“It’s not permitted, but it’s to code.”
RRRRIGHT. Sure it is.
There is a small problem. One of the first things written in the building codes is “. . . shall first make application to the building official and obtain the required PERMIT [emphasis added].” There are very few exceptions.
So, obviously it’s not “to code.” But, let’s extrapolate this idea a little further. If they didn’t know that a permit was required to be “to code,” then what else do they not know is required to be “to code?”
Answer: They have no idea if it’s to code.
“It’s to code” is a phrase that should never ever be uttered by anybody during any real estate transaction.
Similar logic can be applied to the statement, “We didn’t hire a contractor; we did it ourselves, so we know it’s done right.”

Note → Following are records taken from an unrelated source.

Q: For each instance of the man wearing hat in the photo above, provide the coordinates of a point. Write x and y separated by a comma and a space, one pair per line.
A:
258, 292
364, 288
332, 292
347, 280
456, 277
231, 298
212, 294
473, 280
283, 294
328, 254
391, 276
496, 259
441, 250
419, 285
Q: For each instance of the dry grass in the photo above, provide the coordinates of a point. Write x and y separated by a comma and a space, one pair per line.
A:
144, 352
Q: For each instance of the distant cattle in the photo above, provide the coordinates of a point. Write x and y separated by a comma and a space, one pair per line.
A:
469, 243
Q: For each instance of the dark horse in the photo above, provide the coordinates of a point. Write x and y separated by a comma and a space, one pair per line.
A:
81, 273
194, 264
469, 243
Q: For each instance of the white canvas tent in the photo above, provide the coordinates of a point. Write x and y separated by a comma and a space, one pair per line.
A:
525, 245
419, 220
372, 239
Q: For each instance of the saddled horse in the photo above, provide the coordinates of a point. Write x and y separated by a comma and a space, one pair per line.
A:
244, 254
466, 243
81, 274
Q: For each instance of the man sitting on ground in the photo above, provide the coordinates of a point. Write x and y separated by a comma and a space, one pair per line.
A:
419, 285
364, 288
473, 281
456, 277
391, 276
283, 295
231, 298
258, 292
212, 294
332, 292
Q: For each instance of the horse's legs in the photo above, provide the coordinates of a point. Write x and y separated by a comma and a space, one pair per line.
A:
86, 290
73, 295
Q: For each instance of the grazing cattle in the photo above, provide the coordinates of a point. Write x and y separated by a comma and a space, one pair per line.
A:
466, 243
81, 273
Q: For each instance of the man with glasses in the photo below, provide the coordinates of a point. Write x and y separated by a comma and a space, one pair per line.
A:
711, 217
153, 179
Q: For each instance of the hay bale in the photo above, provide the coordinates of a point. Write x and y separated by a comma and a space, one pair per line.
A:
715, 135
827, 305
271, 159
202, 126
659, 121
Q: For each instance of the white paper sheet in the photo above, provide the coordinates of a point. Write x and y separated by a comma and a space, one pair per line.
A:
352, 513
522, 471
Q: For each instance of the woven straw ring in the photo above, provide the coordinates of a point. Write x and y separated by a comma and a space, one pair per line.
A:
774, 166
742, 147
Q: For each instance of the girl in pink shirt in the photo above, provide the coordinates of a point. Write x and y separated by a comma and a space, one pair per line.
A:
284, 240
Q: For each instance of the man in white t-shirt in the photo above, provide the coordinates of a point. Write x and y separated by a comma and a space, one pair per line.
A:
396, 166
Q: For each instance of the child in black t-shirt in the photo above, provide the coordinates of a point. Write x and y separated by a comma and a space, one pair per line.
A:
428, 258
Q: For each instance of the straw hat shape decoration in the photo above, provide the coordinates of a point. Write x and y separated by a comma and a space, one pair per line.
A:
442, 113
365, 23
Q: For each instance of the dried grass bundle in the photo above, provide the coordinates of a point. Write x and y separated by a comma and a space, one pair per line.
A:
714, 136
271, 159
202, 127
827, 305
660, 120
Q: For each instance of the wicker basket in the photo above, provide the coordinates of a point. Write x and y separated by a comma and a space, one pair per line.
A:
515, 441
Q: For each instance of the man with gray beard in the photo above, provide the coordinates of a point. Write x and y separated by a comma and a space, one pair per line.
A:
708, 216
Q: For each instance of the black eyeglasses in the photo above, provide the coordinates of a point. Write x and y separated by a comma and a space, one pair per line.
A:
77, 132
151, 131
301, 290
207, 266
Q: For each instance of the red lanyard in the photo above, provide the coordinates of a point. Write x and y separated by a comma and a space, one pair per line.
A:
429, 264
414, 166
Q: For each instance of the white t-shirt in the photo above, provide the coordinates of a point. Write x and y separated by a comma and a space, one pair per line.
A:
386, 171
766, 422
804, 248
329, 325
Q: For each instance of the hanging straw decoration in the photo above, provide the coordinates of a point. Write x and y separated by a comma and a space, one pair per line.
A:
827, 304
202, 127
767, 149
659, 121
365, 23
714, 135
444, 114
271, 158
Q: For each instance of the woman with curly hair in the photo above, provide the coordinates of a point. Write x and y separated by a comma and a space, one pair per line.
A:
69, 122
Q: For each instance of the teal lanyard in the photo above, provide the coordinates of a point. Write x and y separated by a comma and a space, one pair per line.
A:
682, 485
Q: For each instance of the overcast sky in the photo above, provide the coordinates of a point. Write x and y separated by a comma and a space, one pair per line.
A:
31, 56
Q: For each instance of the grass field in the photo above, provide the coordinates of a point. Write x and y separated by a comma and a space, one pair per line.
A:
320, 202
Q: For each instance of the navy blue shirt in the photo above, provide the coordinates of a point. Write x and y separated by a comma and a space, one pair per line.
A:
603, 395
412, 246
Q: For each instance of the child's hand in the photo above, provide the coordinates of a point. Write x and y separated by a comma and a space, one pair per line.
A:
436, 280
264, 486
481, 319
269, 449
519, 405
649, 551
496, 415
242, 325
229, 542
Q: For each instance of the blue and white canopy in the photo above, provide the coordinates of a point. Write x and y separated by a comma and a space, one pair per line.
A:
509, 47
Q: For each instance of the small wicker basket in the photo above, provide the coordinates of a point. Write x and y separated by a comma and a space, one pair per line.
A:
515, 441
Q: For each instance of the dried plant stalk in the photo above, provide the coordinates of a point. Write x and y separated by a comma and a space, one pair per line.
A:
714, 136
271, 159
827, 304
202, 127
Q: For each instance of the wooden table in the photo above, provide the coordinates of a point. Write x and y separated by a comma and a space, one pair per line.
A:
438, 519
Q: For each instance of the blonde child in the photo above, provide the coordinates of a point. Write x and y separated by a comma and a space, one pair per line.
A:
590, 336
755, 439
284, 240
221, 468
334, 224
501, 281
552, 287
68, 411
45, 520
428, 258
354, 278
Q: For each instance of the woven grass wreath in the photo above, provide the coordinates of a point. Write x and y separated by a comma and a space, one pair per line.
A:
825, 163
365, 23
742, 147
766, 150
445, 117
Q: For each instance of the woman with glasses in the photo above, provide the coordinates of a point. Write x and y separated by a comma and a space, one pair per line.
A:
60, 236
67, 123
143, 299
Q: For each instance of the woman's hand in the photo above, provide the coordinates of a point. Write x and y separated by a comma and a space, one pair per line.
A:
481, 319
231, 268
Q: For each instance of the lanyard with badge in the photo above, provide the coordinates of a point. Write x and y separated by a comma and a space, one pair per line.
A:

So, what about the Home Inspector? Does he know if “it’s to code?” No, he doesn’t. The reason permits are required before the fact is so that the building official can inspect the new construction, remodel, or renovation in process, and see things before they are covered up by wallboard, concrete, roofing, etc. To determine if an existing building is “to code” would require tearing the building down, all the way to the foundation trenches.
So, please, and this is especially for you home sellers and real estate agents, when the inspector asks if the room addition, garage conversion, enclosed patio, e.g., is permitted, and he should ask, keep it simple. Skip the seemingly obligatory “it’s to code.” There are only three possible right answers: Yes, no, or I don’t know.